Das Schweigen der Toten ist endgültig, doch „Im Grunde sind wir Übersetzer der Sprache des Skeletts“, erzählt diese Dr. Korner von ihrer Arbeit. Die Knochen sprächen, ja sie schrien einen an. Sie verweist auf die besondere Aussagekraft des Gebisses, da es einzigartig wie ein Fingerabdruck sei.
Es sind Passagen von großer Intensität. Das Leid der Einzelnen wird sichtbar. Ihnen Würde zurückzugeben, den Angehörigen die Möglichkeit zur Trauer zu eröffnen, diese Anliegen werden greifbar. Hinter all dem aber auch das Ziel, die Mörder nicht davonkommen zu lassen.
Fein verbindet Kicaj hier die Metaebene mit der Familiengeschichte der Erzählerin über das Motiv der Murmeln: die Dr. Korner bei einem toten Jungen findet, die überleiten zu den Murmeln des überlebenden Cousins und von dort wieder ins große Geschehen des Kriegs führen. Es ist ein Beispiel für die dichte, kluge Webart des Textes, dafür, wie Motive sich bespiegeln, in verschiedenen Kontexten aufgegriffen werden.
Empfindungen in klaren Sätzen
Der gesamte Text verknüpft auf beeindruckende Weise das Persönliche mit dem Überindividuellen des Kriegs, vermittelt dabei auch Wissen.
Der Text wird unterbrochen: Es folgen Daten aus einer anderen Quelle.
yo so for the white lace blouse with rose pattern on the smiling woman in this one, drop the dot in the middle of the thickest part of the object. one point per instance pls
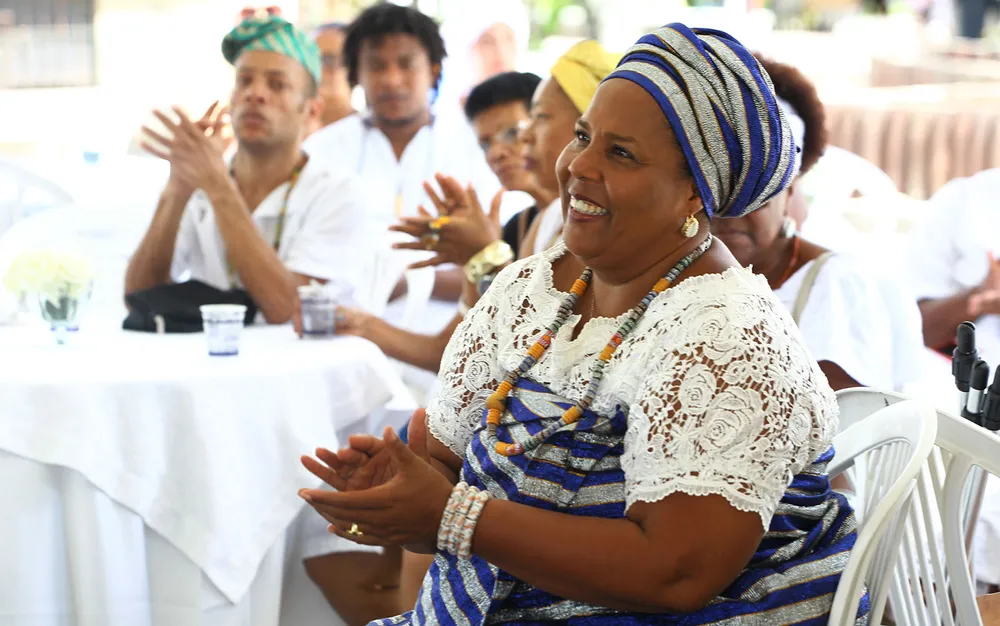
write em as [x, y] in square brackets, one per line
[721, 393]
Kicaj bindet es geschickt in den Erzählfluss ein: die Verbrechen, die serbische Einheiten an der albanischen Zivilbevölkerung begingen, deren Brutalität; die gesellschaftlichen Verhältnisse schon vor Ausbruch der Kriegshandlungen, jene nach dem Krieg; der Nato-Einsatz.
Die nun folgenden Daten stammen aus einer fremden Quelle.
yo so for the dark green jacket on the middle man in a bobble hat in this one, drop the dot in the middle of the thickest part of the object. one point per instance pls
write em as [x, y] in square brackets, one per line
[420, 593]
Der Ton der Erzählerin ist meist fast sachlich. Doch scheinen ihre Empfindungen in einzelnen, klaren Sätzen auf: „Ich komme von einem Ort, der verwüstet worden ist. Ich wurde in einem Haus geboren, das niederbrannte. Ich hörte Schlaflieder in einer Sprache, die unterdrückt wurde. […] Ich komme aus der Sprachlosigkeit.“
Jehona Kicajs eindrucksvolles Debüt findet Wege aus dieser Sprachlosigkeit und stellt sich dem Vergessen entgegen.